Hist.Hilfswissenschaft, die Urkunden, d.h. formalisierte schriftliche Zeugnisse rechtserheblicher Vorgänge oder Sachverhalte, untersucht und interpretiert. Entstanden in Auseinandersetzungen um die Authentizität älterer Privilegien, ist das discrimen veri ac falsi auch heute noch eine wichtige Aufgabe der Urkundenlehre, die aber nun auch Kanzleigeschichte und die mit der Urkundenherstellung befaßten Personen biographisch und sozialgeschichtlich sowie die ökonomischen Aspekte des Urkundenwesens untersucht.
Der Begriff Diplomatik geht auf J. Mabillon ( De re diplomatica , 1681) zurück.
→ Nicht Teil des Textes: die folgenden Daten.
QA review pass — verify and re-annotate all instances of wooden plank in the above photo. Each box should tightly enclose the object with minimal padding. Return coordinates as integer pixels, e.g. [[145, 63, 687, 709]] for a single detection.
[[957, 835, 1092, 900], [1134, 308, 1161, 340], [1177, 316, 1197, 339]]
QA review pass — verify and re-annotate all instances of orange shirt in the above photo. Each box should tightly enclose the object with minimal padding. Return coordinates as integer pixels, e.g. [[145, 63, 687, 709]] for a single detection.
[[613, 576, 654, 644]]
Bis zum Ende der alteuropäischen Rechtsordnung war die Diplomatik eine juristische Disziplin, die Fortentwicklung zur historischen Richtung erfolgte u.a. an der Pariser École des Chartes , am Wiener Institut für Geschichtsforschung und durch die Herausgeber der Diplomata-Reihe der MGH.
Man unterscheidet drei große Gruppen von Urkunden, die nach den spezifischen und den vergleichbaren Merkmalen untersucht werden:

Die äußeren Merkmale, die nur am Original untersucht werden können, umfassen Beschreibstoff und Schrift, Besiegelung und andere Beglaubigungsmerkmale wie Unterschriften (nicht unbedingt Namensunterschriften, sondern auch Grußformeln, z.B. das Benevalete in den Papsturkunden, oder das byzantinische Menologem) und Zeichen (signa, Monogramme ), im späteren Mittelalter auch die Spuren des Geschäftsgangs, die Kanzleivermerke. Zuerst lassen sie sich an den päpstlichen litterae des frühen 13. Jahrhunderts beobachten ( Schema Papsturkunde ). In Abschriften, vor allem in beglaubigten, werden diese Erscheinungen - allerdings nicht die Kanzleivermerke - meist beschrieben , mehr oder weniger genau, und gelegentlich nachgezeichnet. In diesen Fällen ist dann eine teilweise Kritik möglich, wenn vergleichbare Originale zur Verfügung stehen.
Die inneren Merkmale - Stil und Sprache sowie der formelhafte Aufbau - lassen sich in jedem Fall auch an Kopie oder Druck erkennen. Zum Standardformular ma. Urkunden gehören das

Nicht alle Formeln treten in jeder Urkundenart in gleichem Maße auf, jedoch enthalten alle Urkunden Informationen über die beteiligten Parteien (Aussteller und Empfänger), den Rechtsinhalt und in der Regel über Ort und Zeit der Urkundenausstellung.


Regestum Pharphense

Beginn des Regestum Pharphense

Der Anteil der Originale an der Überlieferung ist nach Ort und Zeit unterschiedlich, daneben spielt die abschriftliche Überlieferung beim Empfänger (Kopialbuch, Einzelabschrift) oder beim Aussteller (Registerüberlieferung) eine Rolle.

 

 

Die kontinuierliche Reihe der päpstlichen Register setzt mit Innocenz III. ein, weltliche Registerserien folgen später. Überlieferung eines Dokuments im Register bei Fehlen eines Originals ist keine Seltenheit, dies kann jedoch verschiedene Ursachen haben. Andererseits wurden bei weitem nicht alle ausgehenden Urkunden registriert.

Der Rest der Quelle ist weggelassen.